I want to isolate human neutrophil after getting the PBMC first.
I first put the diluted blood (2ml blood with 2 ml PBS) onto the ficoll paque to extract PBMC.
The I took out the bottom red portion, added 5ml PBS for dilution, and then mixed with the 8ml solution that consists of 3% dextran and 0.9% NaCl. After standing for 30mins, I got the uppermost layer of solution (pink in color) which was supposed to have neutrophil.
However, I found that it seems I don't have neutrophil after centrifugation; there are red clumps in the bottom, I think they are only red cells.
Is there anything wrong in the protocol I used? Or anymore can suggest an alternative protocol?
What should the color of the neutrophil supernatant be? Should it be pink? How many supernatants I should get?
Hello,
Washing with PBS1X a couple of times works when I extract splenocytes. I get a white pellet.
About neutrophils, I think maybe you could try to incubate first with dextran and NaCl, then washing with PBS1X, and finally incubate with ficoll.
This article might help: Boyum A. "Isolation of mononuclear cells and granulocytes from human blood. Isolation of mononuclear cells by one centrifugation, and of granulocytes by combining centrifugation and sedimentation at 19." Scand J Clinc Invest 21 (Suppl 97): 77 - 89, 1968
Good luck
We have used HetaSep from StemCell Technologies. It contains Hetastarch which causes aggregation of RBCs and you do not lose the granulocytes to the lower fraction (All nucleated cells are found in the upper fraction). If you wash with PBS 2x and layer on Ficoll you will get great separation of neutrophils to the lower fraction of the Ficoll. According to
Another simple method is using a hemolysis buffer (150mM NH4Cl 10mM NaHCO3 0.1mM EDTA) after ficoll.

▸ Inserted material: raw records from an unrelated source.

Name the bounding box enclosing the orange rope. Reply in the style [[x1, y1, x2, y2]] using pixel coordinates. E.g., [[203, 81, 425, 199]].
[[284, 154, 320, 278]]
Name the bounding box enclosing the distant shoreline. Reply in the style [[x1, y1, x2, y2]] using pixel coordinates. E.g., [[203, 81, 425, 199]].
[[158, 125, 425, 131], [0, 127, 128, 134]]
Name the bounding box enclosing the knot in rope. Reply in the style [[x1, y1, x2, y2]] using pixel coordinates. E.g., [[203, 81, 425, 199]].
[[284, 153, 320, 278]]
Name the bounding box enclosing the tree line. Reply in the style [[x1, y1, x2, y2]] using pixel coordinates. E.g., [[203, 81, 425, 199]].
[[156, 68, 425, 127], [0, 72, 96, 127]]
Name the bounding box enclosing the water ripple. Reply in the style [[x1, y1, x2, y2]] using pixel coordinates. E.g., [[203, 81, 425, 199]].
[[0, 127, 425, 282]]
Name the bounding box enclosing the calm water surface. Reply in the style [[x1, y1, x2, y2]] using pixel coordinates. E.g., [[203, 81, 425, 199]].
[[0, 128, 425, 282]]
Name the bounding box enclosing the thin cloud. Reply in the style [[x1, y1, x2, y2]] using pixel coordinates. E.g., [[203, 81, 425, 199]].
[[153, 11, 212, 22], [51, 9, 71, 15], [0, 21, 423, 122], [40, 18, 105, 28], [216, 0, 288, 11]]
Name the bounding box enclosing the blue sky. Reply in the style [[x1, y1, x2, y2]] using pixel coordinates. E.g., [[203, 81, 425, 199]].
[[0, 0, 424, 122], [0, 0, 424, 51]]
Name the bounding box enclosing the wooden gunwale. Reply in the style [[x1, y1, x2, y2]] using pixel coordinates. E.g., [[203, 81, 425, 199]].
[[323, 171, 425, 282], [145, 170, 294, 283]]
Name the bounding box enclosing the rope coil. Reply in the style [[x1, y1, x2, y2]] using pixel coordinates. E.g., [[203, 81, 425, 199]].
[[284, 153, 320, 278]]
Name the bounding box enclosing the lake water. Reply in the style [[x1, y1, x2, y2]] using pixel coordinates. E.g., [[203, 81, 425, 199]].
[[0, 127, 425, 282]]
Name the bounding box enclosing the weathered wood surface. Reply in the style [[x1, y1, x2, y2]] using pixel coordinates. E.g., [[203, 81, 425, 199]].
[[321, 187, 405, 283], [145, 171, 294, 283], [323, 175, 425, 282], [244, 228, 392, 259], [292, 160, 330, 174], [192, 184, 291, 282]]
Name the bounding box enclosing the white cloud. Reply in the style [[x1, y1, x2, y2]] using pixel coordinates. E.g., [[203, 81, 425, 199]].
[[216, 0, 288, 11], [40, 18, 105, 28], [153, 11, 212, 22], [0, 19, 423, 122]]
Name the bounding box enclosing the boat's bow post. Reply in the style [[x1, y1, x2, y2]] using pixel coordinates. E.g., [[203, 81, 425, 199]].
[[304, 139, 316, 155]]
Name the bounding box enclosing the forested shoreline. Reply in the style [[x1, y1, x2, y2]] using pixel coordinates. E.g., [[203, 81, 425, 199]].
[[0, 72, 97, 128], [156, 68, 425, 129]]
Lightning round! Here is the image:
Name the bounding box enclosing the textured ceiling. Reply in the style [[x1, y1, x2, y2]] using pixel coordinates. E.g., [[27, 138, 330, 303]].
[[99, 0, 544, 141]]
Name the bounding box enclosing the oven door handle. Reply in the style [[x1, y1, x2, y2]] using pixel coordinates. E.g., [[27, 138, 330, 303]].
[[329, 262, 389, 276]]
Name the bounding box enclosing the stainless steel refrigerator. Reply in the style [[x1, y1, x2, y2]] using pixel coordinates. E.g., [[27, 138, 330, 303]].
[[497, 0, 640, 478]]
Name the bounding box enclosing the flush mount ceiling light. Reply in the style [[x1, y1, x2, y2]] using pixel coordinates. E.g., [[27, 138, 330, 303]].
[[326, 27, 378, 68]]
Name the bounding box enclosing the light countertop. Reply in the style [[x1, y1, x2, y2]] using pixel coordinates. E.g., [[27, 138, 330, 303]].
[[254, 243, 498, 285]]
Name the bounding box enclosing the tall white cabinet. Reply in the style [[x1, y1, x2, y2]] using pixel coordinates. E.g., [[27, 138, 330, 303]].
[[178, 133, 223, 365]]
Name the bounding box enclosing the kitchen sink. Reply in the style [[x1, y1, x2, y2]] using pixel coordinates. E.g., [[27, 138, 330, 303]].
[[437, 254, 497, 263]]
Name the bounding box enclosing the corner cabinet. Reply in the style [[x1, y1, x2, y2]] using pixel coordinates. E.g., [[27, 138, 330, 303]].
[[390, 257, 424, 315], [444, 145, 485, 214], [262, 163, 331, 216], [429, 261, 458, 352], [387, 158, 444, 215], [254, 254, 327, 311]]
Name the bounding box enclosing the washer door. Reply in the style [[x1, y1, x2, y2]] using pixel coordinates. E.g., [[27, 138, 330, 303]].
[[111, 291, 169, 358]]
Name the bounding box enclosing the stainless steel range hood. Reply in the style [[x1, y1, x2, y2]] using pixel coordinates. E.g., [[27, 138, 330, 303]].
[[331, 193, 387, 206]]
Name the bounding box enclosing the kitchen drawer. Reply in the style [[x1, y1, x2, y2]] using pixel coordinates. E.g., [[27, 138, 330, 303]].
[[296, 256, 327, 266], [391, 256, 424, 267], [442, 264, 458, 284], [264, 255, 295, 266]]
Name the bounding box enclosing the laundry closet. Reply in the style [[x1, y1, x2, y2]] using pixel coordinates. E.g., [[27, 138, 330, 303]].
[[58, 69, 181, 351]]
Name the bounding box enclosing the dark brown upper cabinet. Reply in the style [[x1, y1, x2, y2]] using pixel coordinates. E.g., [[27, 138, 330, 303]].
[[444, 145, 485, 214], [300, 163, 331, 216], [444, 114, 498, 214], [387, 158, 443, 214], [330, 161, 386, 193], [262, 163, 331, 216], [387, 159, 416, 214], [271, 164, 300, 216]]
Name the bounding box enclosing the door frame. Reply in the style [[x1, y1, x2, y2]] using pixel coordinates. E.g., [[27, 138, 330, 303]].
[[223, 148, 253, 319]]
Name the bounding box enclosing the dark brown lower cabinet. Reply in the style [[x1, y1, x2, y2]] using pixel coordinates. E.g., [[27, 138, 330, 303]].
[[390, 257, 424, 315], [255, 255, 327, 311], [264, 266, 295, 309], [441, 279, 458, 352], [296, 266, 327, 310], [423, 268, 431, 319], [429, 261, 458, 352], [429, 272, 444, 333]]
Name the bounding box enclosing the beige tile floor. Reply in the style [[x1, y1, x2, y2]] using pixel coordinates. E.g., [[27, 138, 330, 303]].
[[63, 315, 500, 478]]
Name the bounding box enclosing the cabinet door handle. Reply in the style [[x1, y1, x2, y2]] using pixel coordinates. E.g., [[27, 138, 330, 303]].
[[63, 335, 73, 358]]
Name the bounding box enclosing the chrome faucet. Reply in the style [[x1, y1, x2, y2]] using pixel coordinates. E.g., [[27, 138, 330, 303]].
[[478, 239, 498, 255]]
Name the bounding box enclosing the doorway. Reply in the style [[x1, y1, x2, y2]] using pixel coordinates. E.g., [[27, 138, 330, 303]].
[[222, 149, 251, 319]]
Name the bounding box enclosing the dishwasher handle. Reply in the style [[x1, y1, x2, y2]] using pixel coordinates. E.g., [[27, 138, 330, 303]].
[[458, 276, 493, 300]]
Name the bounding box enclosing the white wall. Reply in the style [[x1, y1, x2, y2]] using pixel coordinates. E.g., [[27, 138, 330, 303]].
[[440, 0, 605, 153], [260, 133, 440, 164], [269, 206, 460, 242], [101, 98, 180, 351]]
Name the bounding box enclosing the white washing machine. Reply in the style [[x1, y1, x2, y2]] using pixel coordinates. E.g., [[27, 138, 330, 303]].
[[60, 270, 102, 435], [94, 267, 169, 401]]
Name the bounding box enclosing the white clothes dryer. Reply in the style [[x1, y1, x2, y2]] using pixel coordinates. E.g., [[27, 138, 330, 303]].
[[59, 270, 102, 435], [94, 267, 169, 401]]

You could use dextran sedimentation followed by discontinuous plasma-Percol gradient centrifugation which would allow you to take off both the PBMCs and neutrophils from different layers simultaneously. Also gives you minimally/unprimed neutrophils.
I agree with Hilton that you can just hemolyse rbcs after ficoll to get the granulocytes. I use ice cold 0,2% NaCl and then reconstitute with 1,6% NaCl, spin the cells down and then if there still are some red cells repeat the same thing. This is a very gentle method and you will get no unspecific stimulation of your cells. I you want pure neutrophils however, you have to consider that eosinophils will be mixed with neutrophils after ficoll centrifugation. They can be removed by magnetic sorting (with CCR3 magnetic beads for example).
I agree with Maria, but I use a different concentration of NaCl, first 0.2%, just for few minutes, because it can lyses the neutrophils too if you let for long periods, next 1.6% of NaCl.
I agree with Elena . Additionally my advise will be dextran and the incubation time.
1. You should use citrated blood.
2. Firstly, incubate with 6% dextran at room temperature for more one hour.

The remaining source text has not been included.